From overcooked pasta to roast potatoes that won't crisp, Good Housekeeping experts reveal their fail-safe tricks for rescuing the most common kitchen disasters
- Overcooked pasta can be fixed by draining then frying it in pan for a few minutes
- Roast potatoes won't crisp up if tray is overstuffed, so split between two dishes
- Curdled cake batter can be fixed by heating up ingredients in the microwave
There's nothing more frustrating than ruining a dish just minutes before your friends or family walk through the door for dinner.
Under pressure to impress, you'll do anything to salvage the potentially awful meal you're about to serve.
While there's no solution for a burnt dish, other than chopping off the charred bits and hoping nobody notices, experts at Good Housekeeping have offered up solutions for some common cookery fails.

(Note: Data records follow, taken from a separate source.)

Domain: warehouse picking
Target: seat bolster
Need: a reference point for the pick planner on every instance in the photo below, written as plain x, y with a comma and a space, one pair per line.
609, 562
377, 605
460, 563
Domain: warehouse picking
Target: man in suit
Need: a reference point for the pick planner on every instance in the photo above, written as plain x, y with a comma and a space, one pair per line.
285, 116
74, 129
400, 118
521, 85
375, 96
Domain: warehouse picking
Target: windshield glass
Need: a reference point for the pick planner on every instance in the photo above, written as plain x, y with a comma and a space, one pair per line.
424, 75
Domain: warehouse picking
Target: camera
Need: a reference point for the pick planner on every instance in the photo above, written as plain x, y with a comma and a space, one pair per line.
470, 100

From overcooking the pasta, to roast potatoes that won't crisp up, there are some surprisingly easy fixes for some of the most frustrating problems.
Overcooked pasta or rice

Overcooked pasta can be fixed by frying it in a pan for a few minutes to remove the excess moisture (file photo)

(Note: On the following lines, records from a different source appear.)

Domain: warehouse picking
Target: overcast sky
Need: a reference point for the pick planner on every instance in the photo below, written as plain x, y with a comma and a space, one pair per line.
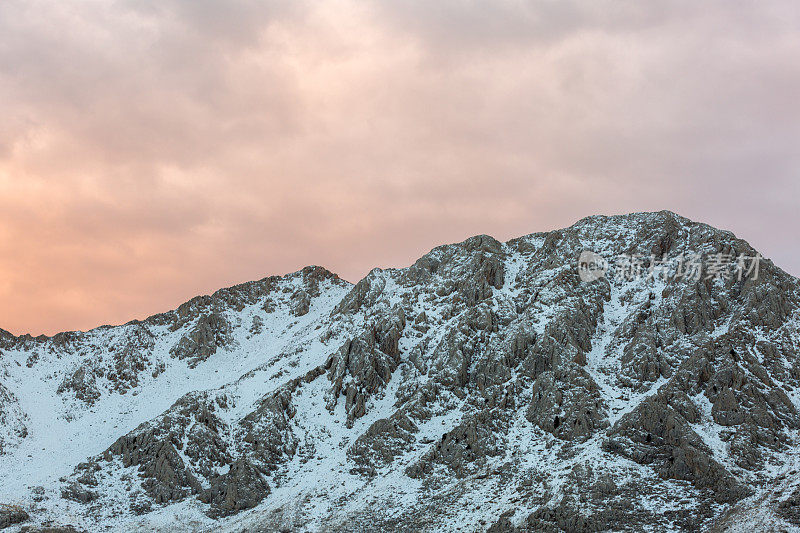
153, 150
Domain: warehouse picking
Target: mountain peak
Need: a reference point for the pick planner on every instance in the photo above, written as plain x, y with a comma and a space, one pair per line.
488, 372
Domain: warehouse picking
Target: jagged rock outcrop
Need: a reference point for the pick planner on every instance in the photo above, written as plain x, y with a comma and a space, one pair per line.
486, 387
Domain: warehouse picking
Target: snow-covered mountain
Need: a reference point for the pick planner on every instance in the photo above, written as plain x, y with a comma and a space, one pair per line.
487, 387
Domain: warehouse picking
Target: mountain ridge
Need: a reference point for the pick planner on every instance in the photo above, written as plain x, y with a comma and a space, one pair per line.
484, 387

Multitasking while cooking never ends well, and all of us will admit to leaving our pasta or rice simmering away for far too long at least once.

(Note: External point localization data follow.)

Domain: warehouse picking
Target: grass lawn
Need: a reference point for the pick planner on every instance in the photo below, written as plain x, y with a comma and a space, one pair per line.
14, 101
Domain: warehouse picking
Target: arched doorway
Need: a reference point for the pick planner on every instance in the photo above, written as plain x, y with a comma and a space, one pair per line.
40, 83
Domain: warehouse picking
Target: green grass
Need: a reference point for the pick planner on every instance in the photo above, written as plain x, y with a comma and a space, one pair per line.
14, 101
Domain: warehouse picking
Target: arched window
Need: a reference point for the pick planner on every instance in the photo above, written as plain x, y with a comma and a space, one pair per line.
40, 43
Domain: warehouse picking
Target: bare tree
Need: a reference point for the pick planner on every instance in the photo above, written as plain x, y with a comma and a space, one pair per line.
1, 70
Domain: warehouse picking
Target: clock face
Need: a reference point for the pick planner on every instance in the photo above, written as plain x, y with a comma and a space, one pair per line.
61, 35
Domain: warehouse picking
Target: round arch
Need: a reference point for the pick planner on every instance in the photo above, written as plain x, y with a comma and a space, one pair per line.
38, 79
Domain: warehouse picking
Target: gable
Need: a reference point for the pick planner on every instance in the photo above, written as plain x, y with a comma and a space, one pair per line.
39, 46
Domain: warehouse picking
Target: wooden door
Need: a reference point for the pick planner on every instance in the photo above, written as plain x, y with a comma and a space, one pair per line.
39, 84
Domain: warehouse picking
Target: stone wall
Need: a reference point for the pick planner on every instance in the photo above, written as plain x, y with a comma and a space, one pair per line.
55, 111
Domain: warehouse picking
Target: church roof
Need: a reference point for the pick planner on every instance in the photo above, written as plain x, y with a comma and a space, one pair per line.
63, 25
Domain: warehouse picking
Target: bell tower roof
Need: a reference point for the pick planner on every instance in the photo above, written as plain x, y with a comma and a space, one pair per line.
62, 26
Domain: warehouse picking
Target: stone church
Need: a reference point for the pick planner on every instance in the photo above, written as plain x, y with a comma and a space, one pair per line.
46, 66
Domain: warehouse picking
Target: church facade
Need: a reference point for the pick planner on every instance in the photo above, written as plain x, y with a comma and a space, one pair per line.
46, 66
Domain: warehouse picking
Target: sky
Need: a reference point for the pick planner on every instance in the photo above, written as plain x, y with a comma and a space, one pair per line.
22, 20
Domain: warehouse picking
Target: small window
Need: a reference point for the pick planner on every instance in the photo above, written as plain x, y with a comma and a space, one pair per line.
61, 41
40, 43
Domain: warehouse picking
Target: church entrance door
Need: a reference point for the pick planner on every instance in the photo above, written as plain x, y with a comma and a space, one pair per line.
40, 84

Instead of throwing out the carbs entirely, drain the pasta or rice as normal but then fry it in a large frying pan for a few minutes.
Frying the overcooked dish should get rid of some of the excess water so you're not left with overly-soggy pasta.
It might sound simple but to avoid making the same mistake again, read the side of the packet to check cooking times and use a kitchen timer.
Uncrispy roast potatoes

Roast potatoes that won't crisp up are probably in an overcrowded tray - split them between two to ensure the perfect carb every time (file photo)
Potatoes are easily one of the most important parts of a roast dinner, but sometimes you just can't seem to achieve that fluffy on the inside but crispy on the outside perfection.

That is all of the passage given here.